Когда они шли через лес вместе с несколькими торговцами, их не тревожили ни звери, ни нечисть, а разбойники и вовсе пригласили на огонек и накормили жареной олениной.
Сейчас, когда они идут среди перистого ковыля, по бесконечным холмам, легендам о них уже 50 лет… И они такие, как были. Молчаливые ребятишки в пути…
Первый мальчишка — человек. Люди в юности хрупкие и нескладные.
Второй — гном. Эти крепкие в том же возрасте, и уже не вырастут.
А девчонки — не поймешь кто. Но очень похожи на дриад… только дриады не покидают своих деревьев…
Они идут через чужие линии жизни и оставляют о себе добрую память. Им осталось еще полмира, прежде чем уйти по радуге в небеса.
(3 июля 2003 г)
239. 6 июля 2003 г —Мильдегард
Жила-была девушка с мужским именем — Мильдегард. Просто, когда она родилась, с небес спустился Творец — бог поэтов, сказителей и бардов — и сказал: ей суждены мужское имя, тяжелая жизнь и великая судьба.
И никто не нашел в себе сил перечить воле бога.
Она росла похожей на мальчишку. Дралась и получала синяки; училась фехтовать и стрелять из лука; но все это было бы незаметным или просто чуть удивительным, если бы не великий свет, в котором сияло все, что отличало ее от остальных — дар Творца…
Воины шутили: "Мильде ранит рукой, мечом и стрелой, но больше всего — словом"…
Мильдегард писала стихи, в которых пульсировала боль…
И тому, что хоть раз говорил с ней, уже хотелось остаться с ней навсегда. Ее любили. Но так любят Наставника, старого мудреца, который творит чудеса из ничего и все время говорит загадочные и непонятные вещи. И так дорожат братом по оружию и родней по духу…
Она была чужой. Словно бы прилетела с одной из тринадцати Лун, а вовсе не родилась на Земле…
И она чувствовала это. Чувствовала холод, будто, стоя за хрустальной преградой, смотрит на остальной мир, на тех, кто любим и любит ПО-НАСТОЯЩЕМУ — не обожествляя, не склоняясь перед мистическим даром Творца…
А когда Мильдегард полюбила тихого Мастера Времени (красивые слова — а ведь это просто часовщик), то любовь принесла ей не счастье, а боль… Потому что отмеченные Творцом обречены на непонимание и одиночество — потому что, говорят, самое прекрасное в мире творили люди, которым было больно…

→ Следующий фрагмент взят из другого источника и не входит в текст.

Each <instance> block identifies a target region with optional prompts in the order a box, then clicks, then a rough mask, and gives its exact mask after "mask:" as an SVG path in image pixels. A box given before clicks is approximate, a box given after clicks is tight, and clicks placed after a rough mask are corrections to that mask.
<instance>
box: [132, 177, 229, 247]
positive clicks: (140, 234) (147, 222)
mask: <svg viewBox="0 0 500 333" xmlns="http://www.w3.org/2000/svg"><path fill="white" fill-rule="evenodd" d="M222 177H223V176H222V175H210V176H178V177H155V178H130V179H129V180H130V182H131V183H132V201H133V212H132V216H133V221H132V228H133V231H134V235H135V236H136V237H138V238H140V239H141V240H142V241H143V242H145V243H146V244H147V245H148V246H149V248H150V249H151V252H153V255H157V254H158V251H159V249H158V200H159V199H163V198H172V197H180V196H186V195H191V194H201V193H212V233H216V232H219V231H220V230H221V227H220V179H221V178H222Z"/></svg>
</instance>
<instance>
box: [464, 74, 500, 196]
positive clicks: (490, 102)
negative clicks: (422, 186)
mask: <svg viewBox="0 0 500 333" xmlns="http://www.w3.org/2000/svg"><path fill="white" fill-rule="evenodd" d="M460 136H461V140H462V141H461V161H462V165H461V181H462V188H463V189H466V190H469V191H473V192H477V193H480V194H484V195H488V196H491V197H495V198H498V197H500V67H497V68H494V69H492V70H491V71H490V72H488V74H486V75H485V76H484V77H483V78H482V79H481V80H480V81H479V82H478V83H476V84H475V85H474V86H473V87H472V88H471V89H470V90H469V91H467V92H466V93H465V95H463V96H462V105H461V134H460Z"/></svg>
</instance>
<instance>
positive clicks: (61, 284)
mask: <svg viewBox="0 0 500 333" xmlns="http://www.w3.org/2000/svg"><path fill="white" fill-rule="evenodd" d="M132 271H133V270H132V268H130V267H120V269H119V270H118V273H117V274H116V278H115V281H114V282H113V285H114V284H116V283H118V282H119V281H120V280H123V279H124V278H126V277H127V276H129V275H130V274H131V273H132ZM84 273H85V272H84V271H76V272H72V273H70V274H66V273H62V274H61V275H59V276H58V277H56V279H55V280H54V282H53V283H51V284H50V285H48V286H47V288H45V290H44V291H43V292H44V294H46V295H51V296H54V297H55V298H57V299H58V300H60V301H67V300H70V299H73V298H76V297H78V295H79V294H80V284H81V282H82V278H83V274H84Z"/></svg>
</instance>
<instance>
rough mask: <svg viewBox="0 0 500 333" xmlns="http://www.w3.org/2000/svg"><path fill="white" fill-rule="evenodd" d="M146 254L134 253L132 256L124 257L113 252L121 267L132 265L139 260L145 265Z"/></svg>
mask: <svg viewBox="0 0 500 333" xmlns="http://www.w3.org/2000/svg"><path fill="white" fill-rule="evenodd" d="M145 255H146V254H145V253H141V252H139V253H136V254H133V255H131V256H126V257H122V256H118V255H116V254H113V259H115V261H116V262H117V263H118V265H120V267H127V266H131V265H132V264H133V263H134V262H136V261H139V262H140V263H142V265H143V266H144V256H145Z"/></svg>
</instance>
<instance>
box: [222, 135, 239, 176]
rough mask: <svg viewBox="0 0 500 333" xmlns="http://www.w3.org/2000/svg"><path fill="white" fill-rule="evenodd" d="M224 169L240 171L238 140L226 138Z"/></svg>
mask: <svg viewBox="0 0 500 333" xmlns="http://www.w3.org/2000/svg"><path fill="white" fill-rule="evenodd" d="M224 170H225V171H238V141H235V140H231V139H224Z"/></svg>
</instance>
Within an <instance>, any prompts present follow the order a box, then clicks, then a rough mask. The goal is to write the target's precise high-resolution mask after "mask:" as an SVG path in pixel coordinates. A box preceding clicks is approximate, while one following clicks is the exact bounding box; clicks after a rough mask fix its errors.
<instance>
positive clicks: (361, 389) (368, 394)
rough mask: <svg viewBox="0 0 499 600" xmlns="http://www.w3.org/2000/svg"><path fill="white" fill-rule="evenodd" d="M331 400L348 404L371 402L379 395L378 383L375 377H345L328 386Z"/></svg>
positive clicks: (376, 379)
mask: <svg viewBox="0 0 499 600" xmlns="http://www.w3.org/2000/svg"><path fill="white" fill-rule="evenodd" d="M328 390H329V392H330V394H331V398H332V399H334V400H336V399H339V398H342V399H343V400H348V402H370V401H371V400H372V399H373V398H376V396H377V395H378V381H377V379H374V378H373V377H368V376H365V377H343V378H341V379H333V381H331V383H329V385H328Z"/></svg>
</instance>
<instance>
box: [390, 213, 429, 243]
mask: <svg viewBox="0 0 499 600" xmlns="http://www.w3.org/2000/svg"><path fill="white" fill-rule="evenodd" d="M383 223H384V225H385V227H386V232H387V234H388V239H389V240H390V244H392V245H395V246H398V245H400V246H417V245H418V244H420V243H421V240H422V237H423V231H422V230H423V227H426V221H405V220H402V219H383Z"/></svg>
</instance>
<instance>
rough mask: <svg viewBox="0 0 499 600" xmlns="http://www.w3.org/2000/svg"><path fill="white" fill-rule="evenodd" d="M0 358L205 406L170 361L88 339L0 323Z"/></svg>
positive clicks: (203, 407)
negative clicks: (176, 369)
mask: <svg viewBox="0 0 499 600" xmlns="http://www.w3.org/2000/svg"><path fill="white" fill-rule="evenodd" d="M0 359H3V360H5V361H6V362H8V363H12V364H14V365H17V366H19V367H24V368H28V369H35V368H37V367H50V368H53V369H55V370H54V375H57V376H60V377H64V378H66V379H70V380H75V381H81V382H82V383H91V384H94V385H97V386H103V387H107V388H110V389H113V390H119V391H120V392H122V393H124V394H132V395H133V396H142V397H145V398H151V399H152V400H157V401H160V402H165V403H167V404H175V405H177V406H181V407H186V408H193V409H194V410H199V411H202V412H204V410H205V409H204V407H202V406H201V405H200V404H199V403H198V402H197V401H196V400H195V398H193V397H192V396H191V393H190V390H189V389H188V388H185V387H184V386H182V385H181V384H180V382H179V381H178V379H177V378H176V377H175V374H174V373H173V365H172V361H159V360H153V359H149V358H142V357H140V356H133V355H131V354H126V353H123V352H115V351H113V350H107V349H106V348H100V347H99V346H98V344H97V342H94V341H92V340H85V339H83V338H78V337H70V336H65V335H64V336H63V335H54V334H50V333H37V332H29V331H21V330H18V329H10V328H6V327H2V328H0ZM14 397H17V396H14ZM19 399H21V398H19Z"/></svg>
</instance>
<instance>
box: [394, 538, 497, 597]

Прошло несколько лет. Мильде писала стихи и слагала песни, которые и до сих пор остались в книгах и живой человеческой памяти и не потеряли своей силы…
Но росли ее боль, отчаянье и одиночество. И однажды, стоя посреди поля Шепчущего Ковыля, сказала: "Я отдам свой дар за его любовь"…
Глупость. Нонсенс. Как поменять красное на круглое…
Но прошел еще год. Стихи становились все слабее. Они пытались выжить, пытались сопротивляться, и некоторые вспыхивали ярко и сильно. Мильде-творец боролась, как настоящий воин, — до последнего вздоха, до последней капли крови… до опрокинутого неба над головой…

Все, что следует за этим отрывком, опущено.